Tout le temps que durait cette installation, tous les enfants du village ne quittaient pas la place, nouveau terrain de jeux qui changeait des lieux habituels qui commençaient en fin de vacances d'été à perdre de leur intérêt.
Et le jour tant attendu arrivait enfin : tout Noyen convergeait vers la place et se retrouvait dans la joie et la bonne humeur, les 2 « café » de la place installaient même quelques tables à l'extérieur pour désaltérer les clients. Le manège de chevaux de bois ne désemplissait pas car même les adultes y grimpaient avec joie, et de même pour les balançoires dont les 2 occupants cherchaient à atteindre le maximum de hauteur.
Les mamans achetaient des confiseries, surtout du nougat de Montélimar, tendre ou dur suivant les goûts et recommandaient à leur progéniture de faire attention aux guêpes, tentées elles aussi par le sucre. Les claquements secs des carabines résonnaient du côté de la baraque de tir et les plus adroits gagnaient des peluches.
La fête avait donc lieu le jour du 15 août mais aussi le dimanche qui précédait et ces 2 journées étaient l'évènement qui marquait les vacances d'été car peu de Noyennais avaient l'occasion de quitter le village pour visiter d'autres lieux et connaître d'autres joies.

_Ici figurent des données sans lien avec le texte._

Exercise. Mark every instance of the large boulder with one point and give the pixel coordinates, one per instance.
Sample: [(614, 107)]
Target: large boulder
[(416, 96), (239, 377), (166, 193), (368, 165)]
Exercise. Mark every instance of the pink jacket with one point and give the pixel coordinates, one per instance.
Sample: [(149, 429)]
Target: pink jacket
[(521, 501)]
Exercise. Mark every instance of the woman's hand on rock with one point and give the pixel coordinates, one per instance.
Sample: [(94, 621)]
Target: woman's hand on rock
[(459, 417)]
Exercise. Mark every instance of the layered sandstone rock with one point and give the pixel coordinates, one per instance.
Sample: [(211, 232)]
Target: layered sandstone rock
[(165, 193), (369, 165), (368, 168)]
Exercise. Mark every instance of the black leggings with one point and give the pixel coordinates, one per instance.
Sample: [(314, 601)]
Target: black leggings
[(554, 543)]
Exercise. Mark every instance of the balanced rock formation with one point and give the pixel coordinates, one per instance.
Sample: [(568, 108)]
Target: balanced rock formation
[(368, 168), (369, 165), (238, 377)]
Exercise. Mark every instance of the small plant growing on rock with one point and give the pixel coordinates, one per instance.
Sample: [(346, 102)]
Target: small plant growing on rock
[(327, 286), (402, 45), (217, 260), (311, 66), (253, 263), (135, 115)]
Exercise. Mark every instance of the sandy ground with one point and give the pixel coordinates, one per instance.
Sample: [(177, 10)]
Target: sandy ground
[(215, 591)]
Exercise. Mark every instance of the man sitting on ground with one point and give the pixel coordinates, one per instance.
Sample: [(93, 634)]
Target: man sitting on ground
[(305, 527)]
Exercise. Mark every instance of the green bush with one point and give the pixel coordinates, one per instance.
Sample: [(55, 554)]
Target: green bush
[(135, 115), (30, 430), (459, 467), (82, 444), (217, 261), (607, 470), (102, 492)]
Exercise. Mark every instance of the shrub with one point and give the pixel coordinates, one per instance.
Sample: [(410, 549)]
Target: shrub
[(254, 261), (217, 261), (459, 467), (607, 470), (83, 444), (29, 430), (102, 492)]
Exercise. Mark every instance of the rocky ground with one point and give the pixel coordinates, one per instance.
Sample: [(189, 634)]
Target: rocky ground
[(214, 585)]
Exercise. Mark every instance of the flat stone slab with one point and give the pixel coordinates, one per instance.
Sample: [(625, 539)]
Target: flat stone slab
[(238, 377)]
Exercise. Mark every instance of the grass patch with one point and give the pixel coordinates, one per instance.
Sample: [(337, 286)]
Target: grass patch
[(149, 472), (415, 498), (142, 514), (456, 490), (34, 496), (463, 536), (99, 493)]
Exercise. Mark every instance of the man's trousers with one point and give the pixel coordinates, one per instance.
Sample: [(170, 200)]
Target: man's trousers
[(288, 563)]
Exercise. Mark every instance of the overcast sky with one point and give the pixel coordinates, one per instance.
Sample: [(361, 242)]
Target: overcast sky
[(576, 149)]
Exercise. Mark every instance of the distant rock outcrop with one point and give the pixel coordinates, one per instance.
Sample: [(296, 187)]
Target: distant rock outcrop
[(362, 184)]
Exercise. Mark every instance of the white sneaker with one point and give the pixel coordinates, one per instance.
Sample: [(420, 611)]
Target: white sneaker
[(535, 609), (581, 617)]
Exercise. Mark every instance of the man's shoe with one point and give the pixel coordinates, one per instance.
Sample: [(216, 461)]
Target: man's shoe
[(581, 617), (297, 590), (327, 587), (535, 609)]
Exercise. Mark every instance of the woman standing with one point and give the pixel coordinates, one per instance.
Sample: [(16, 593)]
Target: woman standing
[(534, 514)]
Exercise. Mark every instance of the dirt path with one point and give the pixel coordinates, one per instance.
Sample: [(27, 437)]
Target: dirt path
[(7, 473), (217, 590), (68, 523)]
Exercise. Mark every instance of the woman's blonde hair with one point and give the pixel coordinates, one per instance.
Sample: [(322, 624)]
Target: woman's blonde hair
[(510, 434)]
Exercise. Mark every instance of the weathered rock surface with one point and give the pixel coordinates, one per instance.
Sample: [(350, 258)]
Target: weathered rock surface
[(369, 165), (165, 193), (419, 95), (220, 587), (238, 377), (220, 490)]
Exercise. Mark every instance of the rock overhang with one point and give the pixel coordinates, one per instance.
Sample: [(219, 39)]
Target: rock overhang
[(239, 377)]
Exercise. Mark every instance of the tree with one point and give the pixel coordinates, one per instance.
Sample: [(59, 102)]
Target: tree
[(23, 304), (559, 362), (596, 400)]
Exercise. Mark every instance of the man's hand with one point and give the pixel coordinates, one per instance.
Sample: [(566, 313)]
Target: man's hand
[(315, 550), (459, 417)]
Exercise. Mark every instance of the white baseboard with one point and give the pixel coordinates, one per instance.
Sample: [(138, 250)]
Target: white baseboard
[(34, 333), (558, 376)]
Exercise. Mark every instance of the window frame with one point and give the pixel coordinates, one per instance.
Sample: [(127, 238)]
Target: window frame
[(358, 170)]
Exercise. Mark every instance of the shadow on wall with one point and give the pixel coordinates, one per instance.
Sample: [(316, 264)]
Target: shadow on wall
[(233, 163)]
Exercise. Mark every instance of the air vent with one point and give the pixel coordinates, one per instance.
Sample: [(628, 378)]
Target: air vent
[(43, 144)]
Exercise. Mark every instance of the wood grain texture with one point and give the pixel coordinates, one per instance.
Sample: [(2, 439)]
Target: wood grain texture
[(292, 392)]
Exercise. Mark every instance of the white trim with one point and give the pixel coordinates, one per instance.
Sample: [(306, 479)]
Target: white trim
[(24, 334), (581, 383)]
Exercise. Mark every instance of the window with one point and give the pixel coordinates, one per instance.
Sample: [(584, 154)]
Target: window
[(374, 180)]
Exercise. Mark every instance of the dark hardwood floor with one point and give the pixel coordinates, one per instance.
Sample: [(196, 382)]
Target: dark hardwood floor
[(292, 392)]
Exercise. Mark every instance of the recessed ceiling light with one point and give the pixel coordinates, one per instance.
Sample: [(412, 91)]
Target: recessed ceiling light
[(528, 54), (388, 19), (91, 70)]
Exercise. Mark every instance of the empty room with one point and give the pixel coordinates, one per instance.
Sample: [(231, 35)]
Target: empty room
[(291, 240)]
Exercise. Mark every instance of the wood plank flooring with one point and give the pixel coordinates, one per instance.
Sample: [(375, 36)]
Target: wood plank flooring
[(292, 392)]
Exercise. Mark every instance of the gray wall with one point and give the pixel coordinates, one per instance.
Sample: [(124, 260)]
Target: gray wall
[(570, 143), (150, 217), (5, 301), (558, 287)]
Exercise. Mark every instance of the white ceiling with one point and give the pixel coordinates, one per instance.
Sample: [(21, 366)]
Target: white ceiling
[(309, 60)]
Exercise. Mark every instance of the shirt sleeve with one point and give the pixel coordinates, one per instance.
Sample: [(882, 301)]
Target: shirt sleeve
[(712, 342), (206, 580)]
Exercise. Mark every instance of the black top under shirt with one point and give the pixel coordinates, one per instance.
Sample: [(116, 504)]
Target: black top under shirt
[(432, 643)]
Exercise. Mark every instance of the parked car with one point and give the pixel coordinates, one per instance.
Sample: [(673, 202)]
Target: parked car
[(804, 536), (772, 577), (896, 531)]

Si l'installation avait duré plusieurs jours, le démontage quant à lui se faisait en une nuit car les forains se rendaient à Marnay pour la fête qui avait lieu le dimanche suivant le 15 août et nous autres les enfants, nous nous sentions très tristes de découvrir au matin cette grande place vide et silencieuse. De plus, nous savions que la fête passée, nous allions irrémédiablement vers la fin des vacances et la reprise de l'école.